I never thought troops would send me a care package. Or letters and emails just when I needed a morale boost most. But they did. It really took me by surprise. It meant a lot to have people I’ve never met care enough to think of me. I couldn’t help but wonder if this was a small taste of what mail call feels like for our troops.
Everyone has bad days. But unless it ends with a happy twist like the time a mariachi band boarded my crowded subway car and burst into song, I don’t mention it. I keep things light. Luckily, my daughter Sofia provides plenty of humorous mishaps and mild public humiliations for me to share. You don’t think it’s possible for your 5-yr-old to accidentally “pimp you out” in an elevator but, you’d be wrong.

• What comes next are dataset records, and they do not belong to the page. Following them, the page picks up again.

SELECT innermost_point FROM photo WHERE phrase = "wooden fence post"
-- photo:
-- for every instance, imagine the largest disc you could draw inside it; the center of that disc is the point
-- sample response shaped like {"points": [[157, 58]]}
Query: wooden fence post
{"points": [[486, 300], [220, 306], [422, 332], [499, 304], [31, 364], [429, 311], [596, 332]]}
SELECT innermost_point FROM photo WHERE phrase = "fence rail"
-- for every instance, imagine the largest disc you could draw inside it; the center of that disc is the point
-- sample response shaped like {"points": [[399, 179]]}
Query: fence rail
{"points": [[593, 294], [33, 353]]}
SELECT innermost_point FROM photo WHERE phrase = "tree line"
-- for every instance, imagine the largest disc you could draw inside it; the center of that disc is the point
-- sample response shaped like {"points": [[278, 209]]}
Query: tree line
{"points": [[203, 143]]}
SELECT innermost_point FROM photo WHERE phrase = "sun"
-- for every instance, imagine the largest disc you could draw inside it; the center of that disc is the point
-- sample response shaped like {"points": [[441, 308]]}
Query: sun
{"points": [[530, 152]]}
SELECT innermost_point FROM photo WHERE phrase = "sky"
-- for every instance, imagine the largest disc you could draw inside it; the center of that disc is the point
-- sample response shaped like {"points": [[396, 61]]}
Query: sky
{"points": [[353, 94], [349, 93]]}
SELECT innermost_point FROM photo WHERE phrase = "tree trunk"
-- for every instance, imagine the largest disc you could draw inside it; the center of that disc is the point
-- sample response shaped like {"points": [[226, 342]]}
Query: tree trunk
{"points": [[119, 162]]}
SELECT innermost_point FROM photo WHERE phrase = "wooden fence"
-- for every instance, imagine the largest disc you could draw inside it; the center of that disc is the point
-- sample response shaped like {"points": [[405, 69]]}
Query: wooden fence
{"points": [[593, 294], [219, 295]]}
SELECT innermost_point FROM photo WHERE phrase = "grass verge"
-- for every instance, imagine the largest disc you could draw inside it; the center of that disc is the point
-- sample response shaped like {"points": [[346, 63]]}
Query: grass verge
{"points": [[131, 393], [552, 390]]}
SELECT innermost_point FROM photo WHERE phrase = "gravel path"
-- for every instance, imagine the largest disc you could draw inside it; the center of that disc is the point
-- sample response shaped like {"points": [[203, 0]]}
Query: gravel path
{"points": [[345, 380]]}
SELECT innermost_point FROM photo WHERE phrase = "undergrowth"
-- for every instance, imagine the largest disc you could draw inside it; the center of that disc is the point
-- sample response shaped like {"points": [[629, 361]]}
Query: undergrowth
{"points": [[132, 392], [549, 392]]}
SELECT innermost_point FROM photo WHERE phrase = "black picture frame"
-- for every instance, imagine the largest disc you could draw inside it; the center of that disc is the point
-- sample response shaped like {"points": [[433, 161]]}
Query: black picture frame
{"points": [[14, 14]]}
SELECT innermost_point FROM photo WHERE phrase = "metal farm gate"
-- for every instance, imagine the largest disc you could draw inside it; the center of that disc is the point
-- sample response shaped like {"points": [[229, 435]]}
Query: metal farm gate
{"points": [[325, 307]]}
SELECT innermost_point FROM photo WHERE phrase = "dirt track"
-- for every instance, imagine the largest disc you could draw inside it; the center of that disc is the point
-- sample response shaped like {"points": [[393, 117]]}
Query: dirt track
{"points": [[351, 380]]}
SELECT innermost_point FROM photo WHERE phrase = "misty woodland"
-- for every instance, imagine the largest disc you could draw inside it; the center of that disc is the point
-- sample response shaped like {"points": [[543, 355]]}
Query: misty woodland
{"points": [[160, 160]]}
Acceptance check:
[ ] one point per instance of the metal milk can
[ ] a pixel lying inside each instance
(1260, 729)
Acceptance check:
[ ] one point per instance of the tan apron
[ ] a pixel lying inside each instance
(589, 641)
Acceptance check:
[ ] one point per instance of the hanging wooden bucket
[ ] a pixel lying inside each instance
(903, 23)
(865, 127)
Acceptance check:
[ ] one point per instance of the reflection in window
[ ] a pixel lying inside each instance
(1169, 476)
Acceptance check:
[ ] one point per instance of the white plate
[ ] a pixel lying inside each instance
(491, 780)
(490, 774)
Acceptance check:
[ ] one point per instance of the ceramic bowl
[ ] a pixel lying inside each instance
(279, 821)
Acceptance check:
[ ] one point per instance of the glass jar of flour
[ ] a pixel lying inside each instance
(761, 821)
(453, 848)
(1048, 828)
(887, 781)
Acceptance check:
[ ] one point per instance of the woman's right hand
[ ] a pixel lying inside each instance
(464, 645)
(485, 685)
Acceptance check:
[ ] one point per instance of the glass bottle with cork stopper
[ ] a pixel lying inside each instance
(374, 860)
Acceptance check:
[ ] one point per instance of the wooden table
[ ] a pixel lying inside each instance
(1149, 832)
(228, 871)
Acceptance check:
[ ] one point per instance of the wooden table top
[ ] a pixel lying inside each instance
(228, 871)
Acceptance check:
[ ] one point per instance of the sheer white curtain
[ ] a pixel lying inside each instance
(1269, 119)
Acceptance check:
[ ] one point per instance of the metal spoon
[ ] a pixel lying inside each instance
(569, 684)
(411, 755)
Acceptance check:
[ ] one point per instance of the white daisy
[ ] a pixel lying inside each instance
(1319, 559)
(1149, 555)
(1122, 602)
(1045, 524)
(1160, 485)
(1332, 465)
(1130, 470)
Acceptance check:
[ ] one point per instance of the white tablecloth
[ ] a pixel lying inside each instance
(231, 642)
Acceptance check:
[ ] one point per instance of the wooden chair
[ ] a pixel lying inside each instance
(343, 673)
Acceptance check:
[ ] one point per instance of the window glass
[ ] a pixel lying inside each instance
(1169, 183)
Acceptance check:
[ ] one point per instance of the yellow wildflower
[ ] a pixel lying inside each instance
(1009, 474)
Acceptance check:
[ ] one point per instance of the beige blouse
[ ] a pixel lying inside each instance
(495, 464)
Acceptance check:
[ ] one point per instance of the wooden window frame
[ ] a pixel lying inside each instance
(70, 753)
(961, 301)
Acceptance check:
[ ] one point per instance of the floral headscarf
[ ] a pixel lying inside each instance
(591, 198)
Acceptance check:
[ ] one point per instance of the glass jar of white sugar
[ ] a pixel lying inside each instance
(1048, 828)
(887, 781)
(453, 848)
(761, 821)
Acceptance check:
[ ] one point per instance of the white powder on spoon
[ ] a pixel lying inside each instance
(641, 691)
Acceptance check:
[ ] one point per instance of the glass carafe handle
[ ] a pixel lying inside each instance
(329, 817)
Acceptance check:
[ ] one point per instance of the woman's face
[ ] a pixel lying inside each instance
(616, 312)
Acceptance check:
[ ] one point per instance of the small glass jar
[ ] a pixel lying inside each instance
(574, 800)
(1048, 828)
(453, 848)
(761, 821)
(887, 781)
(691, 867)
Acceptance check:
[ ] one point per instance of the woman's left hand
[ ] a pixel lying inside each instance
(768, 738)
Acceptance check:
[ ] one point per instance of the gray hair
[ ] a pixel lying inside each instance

I had gotten to know a few troops well and they knew I was getting divorced and looking for an apartment to rent. I didn’t vent about this. Just a statement of fact. But you don’t need details to figure out that this is not fun. The apartment search had the bonus of coinciding with Thanksgiving which made getting approvals harder since everyone was on vacation. I needed to move the first week of December. That month was filled with change and challenge. And, as it turned out, some very special mail deliveries.
My adopted soldier and his wife sent me a box. Inside were birthday and Christmas presents for Sofia. (Her birthday is at the end of November.) What a delightful and touching surprise! But what really got to me was the house-warming gift for our new home. A little cactus plant. It was sweet and hopeful and I loved it. It was also the first and only object in the apartment after I signed the lease.
What I didn’t know then was that my furniture delivery would be weeks late and this cactus would become a continuing source of sunshine through dark winter days.
What my adopted soldier and his wife didn’t know was that my birthday is near Sofia’s and that’s when the box arrived. This unexpected kindness was the best birthday gift I could have gotten.
The furniture was late so we had mattresses on the floor and stacks of boxes. With no table, we ate our meals “picnic” style. And no Christmas decorations were up yet. I unpacked Sofia’s toys first so I could sorta set up her room. Everything felt undone and overwhelming.
Then came the first time I had to take Sofia to her Dad’s place. After I dropped her off, I walked into the cold night with my heart feeling gutted without her. I went to my new lobby filled with strangers to check my mail. I had just done my change of address so I was surprised to find a card. Upstairs, in my undone apartment, I sat in her room and the emptiness was crushing. Then I glanced at the envelope in my hand and thought, “Who the heck is this?”
I didn’t recognize the name and in my achy blur, I didn’t notice the return address was Afghanistan. It was a Christmas card with one of those long letters that details the past year. It was from a combat medic that I had sent a few magazines and a letter to back in August while she was waiting to be adopted. Because of that small kindness, she had included me on her Christmas list.
As I read on, I discovered that she was mother of three. Her youngest was Sofia’s age. All of sudden I started crying. This woman would not see her children for a year. I would see Sofia in 30 hours. This woman lived in a combat zone. I lived semi-unpacked. Suddenly I thought: maybe I could suck it up for the next 30 hours. This mom I didn’t know helped me feel grateful for the blessings I had. With my spirits lifted, I went out that very minute and bought a Christmas tree and some lights.
In the coming days, cards from family and friends filled my mailbox. More troops surprised me as well. I loved them all, but I will always be especially thankful for the timing of that first card.
It was New Year’s Eve and Jim, one of my soldiers in Iraq, asked about my plans. I told him it was going to be low-key. I really just wanted to be home with Sofia. Then I wished him and his family well.
That year, Sofia was determined to stay up till midnight and watch the ball drop. But she was struggling to stay awake. The countdown began and she said, “10, 9, 8, 7, 6, 5, Zzzzzzzz” And she was out. I hugged her tight and just after midnight my email pinged. It was Jim.
“I hope your evening with Miss Sofia is one you cherish as one of your best New Years yet”
I broke out into a big smile. Grateful for the kindness of being remembered. Appreciating all the ways my troops made me feel special when I was having a tough time. And more determined than ever to do the same right back for them.